Losing a pet, especially one that you’ve had for over 15 years – and is very much part of the family – is heartbreaking. And that’s what happened to me at the end of 2015.
I was 4 years old when we got Marmalade from Cats Protection – a charity which is so worth donating to, which you can do here. She was a lovely 18 month old ginger cat, and had been named Jane at the adoption centre, which happens to be both mine and my Mum’s middle name, so of course we had to have her. I don’t remember much from the first few years as I was still so young, but I do remember she wasn’t much of a lap cat. That was until she got a bit older, then she was happy to lay on our laps, and I think that was when I really started to appreciate the love and affection a cat can show – there were times I was upset and she’d walk up to me and nudge me and give me kitty kisses.

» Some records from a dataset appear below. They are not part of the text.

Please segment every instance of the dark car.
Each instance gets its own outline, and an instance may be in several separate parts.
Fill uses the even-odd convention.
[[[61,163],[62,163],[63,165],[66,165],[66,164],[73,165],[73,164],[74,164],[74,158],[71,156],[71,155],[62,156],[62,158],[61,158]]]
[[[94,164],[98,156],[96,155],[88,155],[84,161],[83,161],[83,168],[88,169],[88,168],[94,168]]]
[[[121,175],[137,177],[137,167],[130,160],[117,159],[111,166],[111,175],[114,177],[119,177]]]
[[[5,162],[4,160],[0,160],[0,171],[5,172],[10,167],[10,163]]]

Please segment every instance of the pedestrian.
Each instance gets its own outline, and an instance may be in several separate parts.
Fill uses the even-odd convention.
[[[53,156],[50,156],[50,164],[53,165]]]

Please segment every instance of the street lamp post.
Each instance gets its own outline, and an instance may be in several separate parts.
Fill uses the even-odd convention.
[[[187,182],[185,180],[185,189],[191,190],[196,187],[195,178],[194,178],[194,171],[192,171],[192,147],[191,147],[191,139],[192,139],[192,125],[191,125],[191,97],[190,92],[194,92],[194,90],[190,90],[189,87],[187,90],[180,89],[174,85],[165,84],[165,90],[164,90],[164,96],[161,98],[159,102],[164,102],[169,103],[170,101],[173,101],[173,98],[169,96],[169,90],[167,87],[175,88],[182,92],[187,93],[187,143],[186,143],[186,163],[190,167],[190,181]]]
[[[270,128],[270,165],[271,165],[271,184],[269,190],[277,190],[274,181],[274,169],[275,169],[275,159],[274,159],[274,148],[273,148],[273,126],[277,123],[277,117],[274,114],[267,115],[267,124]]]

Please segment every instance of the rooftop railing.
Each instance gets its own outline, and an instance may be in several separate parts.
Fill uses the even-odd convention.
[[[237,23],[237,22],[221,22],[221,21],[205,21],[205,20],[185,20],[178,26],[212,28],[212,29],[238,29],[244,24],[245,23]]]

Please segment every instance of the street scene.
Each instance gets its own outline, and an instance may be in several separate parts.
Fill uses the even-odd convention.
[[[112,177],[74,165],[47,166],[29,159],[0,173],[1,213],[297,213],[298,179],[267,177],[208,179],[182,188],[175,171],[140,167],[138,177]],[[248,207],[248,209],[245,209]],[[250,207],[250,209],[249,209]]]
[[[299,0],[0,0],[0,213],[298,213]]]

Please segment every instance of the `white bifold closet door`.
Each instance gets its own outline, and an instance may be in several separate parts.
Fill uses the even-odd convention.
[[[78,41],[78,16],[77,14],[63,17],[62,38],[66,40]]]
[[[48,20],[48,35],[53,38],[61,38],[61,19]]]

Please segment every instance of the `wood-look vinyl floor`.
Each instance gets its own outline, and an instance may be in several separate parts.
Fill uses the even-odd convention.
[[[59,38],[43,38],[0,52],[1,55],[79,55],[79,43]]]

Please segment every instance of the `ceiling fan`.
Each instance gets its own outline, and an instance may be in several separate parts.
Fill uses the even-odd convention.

We moved house a few times in my last couple of years at high school and although we kept her in for the recommended amount of time, each time that we let her outside for the first time I was always worried that she wouldn’t come back, but of course she did. Losing her was just something that I didn’t even want to think about, I knew it was inevitable that we’d lose her one day, but I was never prepared for it to be that day, even when it came.
Christmas morning 2015 my Dad had to work, so it was just myself and my Mum. Being as lazy as I am, I was still in bed when my Mum got up, but she shouted upstairs to me that she couldn’t find Marmalade so I got up to have a look. My Mum eventually found her laying in her litter tray unable to move her back legs. We had no idea what was wrong with her, my Mum panicked and called my Dad, called my Grandma, but neither of them could do anything. We spent the next few days doing our best to look after her until we could get her to the vets, and on that morning we knew she wouldn’t be coming home. The vet didn’t know what was wrong, they could have done blood tests and scans, but in her condition and with her age we didn’t want to put her through that knowing that there was a chance she may not even survive the anaesthetic. So sadly my parents made the difficult decision to have her put to sleep. The church near the vets that we took her to has a special place for pets and so her ashes were scattered there, it’s not ideal because it’s not actually in our town. The alternative was to bury her in our garden but as our house is rented we knew one day we’d have to leave her behind, so the church was the best decision.
It didn’t help that we all had flu that Christmas, and the morning of the vet appointment I felt terrible. I didn’t even get out of bed to say goodbye to her, and to this day it’s still my biggest regret in life. I missed my last chance to say goodbye to the cat I had loved for 15 and a half years. I felt awful about it for weeks.
Months passed and the house felt so empty without a cat, myself and my Mum knew we wanted another one, not to replace Marmalade, because that could never be done, but to fill the silence in the house, to have another cat to love and look after. My Dad was the one who had to be talked round, and eventually we ended up going to Cats Protection and we came home with a gorgeous 2 year old black and white cat. We chose to call her Smudge because her face is all black with a white mark down her nose.
I don’t feel like we’ve replaced Marmalade, I feel like we’ve given a home to another cat that was in need of one. Of course I still miss her, not a day goes by that I don’t think about her, and I have a photo of her in a frame on my bookshelf.